Both sexes of mice dosed with 500 mg/kg marine diesel fuel (84-week exposure) and female mice dosed with 500 mg/kg JP-5 navy fuel (90-week exposure) were killed early because of excessive irritation and ulceration at the site of application and to prevent the spread of infection. Survival rates at those times were 26/50 males and 29/50 females dosed with marine diesel fuel and 17/50 females dosed with JP-5 navy fuel. Survival rates at the end of the studies (104 weeks) were reduced (P<0.01) in low dose female mice receiving marine diesel fuel (40/50 in vehicle controls compared with 12/50 in the low dose group) or with JP-5 navy fuel (44/50 in vehicle controls compared with 33/50 in the low dose group). Body weight gain was decreased below that of the vehicle controls after week 30 in all groups of mice receiving marine diesel fuel and in both sexes of mice receiving the high dose of JP-5 navy fuel.
There was a marked increase in the incidence of chronic dermatitis in mice receiving marine diesel fuel or JP-5 navy fuel. Chronic dermatitis was defined as a composite lesion of epidermal histopathologic changes generally consisting of acanthosis, hyperkeratosis, and in some instances necrosis and ulceration of the overlying epidermis. Dermal changes frequently included fibrosis, increased amounts of melanin, and the presence of acute and chronic inflammatory cell infiltrates.
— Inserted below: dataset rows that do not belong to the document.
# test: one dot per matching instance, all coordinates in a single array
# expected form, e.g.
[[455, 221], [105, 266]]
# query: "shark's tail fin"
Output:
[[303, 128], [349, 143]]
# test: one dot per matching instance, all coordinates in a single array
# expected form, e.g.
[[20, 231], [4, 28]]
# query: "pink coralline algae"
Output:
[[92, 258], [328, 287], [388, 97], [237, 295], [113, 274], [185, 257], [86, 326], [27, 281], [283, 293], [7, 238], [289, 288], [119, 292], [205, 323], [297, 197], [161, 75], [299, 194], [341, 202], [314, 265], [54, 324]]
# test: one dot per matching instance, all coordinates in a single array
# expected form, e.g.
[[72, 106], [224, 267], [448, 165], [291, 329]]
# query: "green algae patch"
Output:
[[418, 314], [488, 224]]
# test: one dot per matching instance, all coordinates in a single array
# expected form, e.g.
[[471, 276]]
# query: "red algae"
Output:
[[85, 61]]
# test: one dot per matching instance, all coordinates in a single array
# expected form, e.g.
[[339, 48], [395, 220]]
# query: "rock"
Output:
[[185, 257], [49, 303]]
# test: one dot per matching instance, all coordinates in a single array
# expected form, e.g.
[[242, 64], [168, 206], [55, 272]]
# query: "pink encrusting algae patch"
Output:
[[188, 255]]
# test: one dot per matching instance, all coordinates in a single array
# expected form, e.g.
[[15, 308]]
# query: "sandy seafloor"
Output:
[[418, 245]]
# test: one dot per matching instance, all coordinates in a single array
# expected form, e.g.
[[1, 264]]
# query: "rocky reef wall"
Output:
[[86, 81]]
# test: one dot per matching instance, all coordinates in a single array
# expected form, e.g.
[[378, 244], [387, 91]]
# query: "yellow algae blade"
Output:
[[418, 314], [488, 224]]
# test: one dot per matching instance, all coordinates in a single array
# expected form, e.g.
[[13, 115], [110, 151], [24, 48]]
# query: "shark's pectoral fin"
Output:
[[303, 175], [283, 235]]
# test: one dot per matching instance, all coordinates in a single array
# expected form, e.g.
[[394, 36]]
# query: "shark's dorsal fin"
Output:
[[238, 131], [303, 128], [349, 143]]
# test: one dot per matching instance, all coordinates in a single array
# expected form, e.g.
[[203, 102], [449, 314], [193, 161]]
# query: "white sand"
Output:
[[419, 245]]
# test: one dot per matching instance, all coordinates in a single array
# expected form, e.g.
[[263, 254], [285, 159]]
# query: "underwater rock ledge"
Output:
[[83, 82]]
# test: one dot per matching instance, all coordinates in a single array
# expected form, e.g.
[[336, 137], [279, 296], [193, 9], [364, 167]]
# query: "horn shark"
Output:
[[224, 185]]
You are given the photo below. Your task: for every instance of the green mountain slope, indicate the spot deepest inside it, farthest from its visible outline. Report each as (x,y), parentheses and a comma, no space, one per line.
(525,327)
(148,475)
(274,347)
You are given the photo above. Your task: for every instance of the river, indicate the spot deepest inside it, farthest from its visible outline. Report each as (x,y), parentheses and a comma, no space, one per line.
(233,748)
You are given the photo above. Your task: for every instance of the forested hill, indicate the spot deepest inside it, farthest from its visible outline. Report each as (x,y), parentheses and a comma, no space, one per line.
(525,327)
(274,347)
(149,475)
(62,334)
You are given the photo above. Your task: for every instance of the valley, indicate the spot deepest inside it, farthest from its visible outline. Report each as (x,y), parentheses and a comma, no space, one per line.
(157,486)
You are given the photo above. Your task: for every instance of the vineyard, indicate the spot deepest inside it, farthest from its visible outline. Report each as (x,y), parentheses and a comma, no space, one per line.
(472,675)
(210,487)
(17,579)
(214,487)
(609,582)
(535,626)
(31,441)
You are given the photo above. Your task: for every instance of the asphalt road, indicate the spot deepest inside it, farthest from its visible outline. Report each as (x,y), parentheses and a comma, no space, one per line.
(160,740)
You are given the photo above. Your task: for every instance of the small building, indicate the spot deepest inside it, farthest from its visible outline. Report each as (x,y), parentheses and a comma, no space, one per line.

A dose-related, proportional increase in the severity of the lesions was twofold to threefold greater in the dosed groups than in the vehicle controls. The averagedegree of severity of the lesions was judged to be minimal in the vehicle controls, mild in the low dose groups, and moderate in the high dose groups of mice dosed with marine diesel fuel or JP-5 navy fuel. There were similar responses at the site of inguinal skin to which the chemicals had migrated after application, but the degree of severity of the lesions was judged to be minimal to mild in the vehicle control and dosed groups of mice.
Squamous cell papillomas or carcinomas (combined) occurred with a positive trend (P<0.05) at the site of application in male mice administered marine diesel fuel (vehicle control, 0/49; low dose, 0/49; high dose, 3/49). The total numbers of mice with squamous cell papillomas or carcinomas (combined) both for the site of application and the adjacent inguinal skin were 1/50, 2/49, and 3/50 for the vehicle control, low dose, and high dose groups of male mice and 0/50, 1/45, and 2/48 for female mice. There are no NTP historical data for B6C3F1 mice that received acetone by dermal application. The NTP historical incidence of squamous cell papillomas or carcinomas (combined) in untreated male and female B6C3F1 mice is 0.3%-0.4% in over 3,500 observations.
Marine diesel fuel was not mutagenic in Salmonella typhimurium TA98, TA100, TA1535, or TA1537, and JP-5 navy fuel was not mutagenic in strains TA97, TA98, TA100, or TA1535 in the presence or absence of Aroclor 1254-induced male Sprague-Dawley rat or male Syrian hamster S9 when tested according to the preincubation protocol.
Audits of the experimental data were conducted for these 2-year studies on marine diesel fuel and JP-5 navy fuel. No data discrepancies were found that influenced the final interpretations.
Under the conditions of these 2-year dermal studies, marine diesel fuel at doses of 250 and 500 mg/kg resulted in dose-related increased incidences of squamous cell neoplasms of the skin (primarily carcinomas), providing equivocal evidence of carcinogenicity for male and female B6C3F1 mice. The sensitivity for detecting systemic carcinogenicity in female mice dosed with marine diesel fuel was reduced by poor survival. Under the conditions of these 2-year dermal studies, JP-5 navy fuel at doses of 250 and 500 mg/kg provided no evidence of carcinogenicity for male and female B6C3F1 mice.